I Lied About My Ethnicity In Fear For My Life …City FM’s Caleb Kudah

One of the CITI FM’s journalists who was arrested by heavily armed National Security operatives on Tuesday for filming abandoned state cars at a National Security office has recounted that as part of his ordeal he had to hide his tribe.

Mr. Kudah, an Ewe by birth, narrates that while he was being slapped about by the National Security operatives, one of them asked of his tribe and given the ethnocentric rhetoric by the operatives, he lied saying he was a Fanti, to save his skin.

 “One operative asked ‘Which tribe is he?’ and another replied that ‘He is an Ewe’. There and then, I knew that if I confirmed it, my beatings would have doubled. And for some reason I just said, I am from Cape Coast. Then one person amongst them said ‘People from Cape Coast don’t do that’’ he told Bernard Avle in an interview after the ordeal.

The revelation only reaffirms the alleged institutionalization of ethnocentrism by the Akufo-Addo government, with Ewes as the most targeted.

During the voter registration exercise for the 2016 elections, reports were replete about how government machinery targeted Voltarians, especially Ewes. The President put the Region under military siege and went after those who lived outside of the Volta Region.

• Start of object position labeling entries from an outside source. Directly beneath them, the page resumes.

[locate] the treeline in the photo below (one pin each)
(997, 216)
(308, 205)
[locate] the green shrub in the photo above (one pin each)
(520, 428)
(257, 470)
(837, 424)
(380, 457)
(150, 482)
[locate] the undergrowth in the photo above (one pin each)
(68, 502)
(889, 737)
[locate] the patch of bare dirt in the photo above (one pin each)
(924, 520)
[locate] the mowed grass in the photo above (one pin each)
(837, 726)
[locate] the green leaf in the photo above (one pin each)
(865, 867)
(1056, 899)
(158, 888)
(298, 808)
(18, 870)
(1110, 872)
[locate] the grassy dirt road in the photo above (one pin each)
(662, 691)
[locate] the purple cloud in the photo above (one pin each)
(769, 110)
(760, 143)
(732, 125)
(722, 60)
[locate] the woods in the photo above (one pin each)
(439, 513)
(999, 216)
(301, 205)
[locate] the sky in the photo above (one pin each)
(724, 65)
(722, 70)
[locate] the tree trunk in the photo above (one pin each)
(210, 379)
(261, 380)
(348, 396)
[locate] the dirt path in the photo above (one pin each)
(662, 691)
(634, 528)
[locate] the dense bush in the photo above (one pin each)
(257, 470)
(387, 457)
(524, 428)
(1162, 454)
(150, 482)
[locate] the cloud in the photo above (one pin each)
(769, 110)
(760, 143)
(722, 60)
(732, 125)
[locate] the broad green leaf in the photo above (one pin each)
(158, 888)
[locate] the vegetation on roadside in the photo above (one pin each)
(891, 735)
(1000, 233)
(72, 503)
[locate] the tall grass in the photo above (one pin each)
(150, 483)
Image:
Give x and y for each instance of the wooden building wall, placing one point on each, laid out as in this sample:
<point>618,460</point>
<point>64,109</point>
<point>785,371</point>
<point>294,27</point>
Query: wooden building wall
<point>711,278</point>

In the Eastern Region, government functionaries, including a deputy Minister of Finance went around from house to house confiscating voter ID cards of Ewes in the Region, branding them as Togolese.

Mr. Kudah, host of ‘Back Page’ a satirical program at Citi was arrested by about a dozen National Security operatives for filming some abandoned State cars parked at the premises of National Security.

Another colleague, Zoe Abu-Baidoo, to whom he had forwarded the footages had also been arrested and questioned.

Upon his release, he gave an interview on Citi FM and revealed that he was handcuffed and slapped about by National Security operatives.

He was also made to kneel down and then kicked in the groin by one Lt. Col. Agyeman.

“They were slapping me from the back. I will be talking to one of them, and someone will just come and slap you from the back, and you will feel dizzy at once. At this point, they had handcuffed me, and now and again, one will come and press it harder so that I feel the pain,” he recounted the harrowing experience from thugs in the National Security. 

Mr. Kudah’s ordeal has sparked widespread anger, as calls intensify for the probe and sanctioning of the operatives who have turned the National Security Agency into a GESTAPO-like institution.

The National Security Ministry has released a statement promising to investigate the situation but has been promptly rubbished as one of the many similar promises that never resulted in sanctions.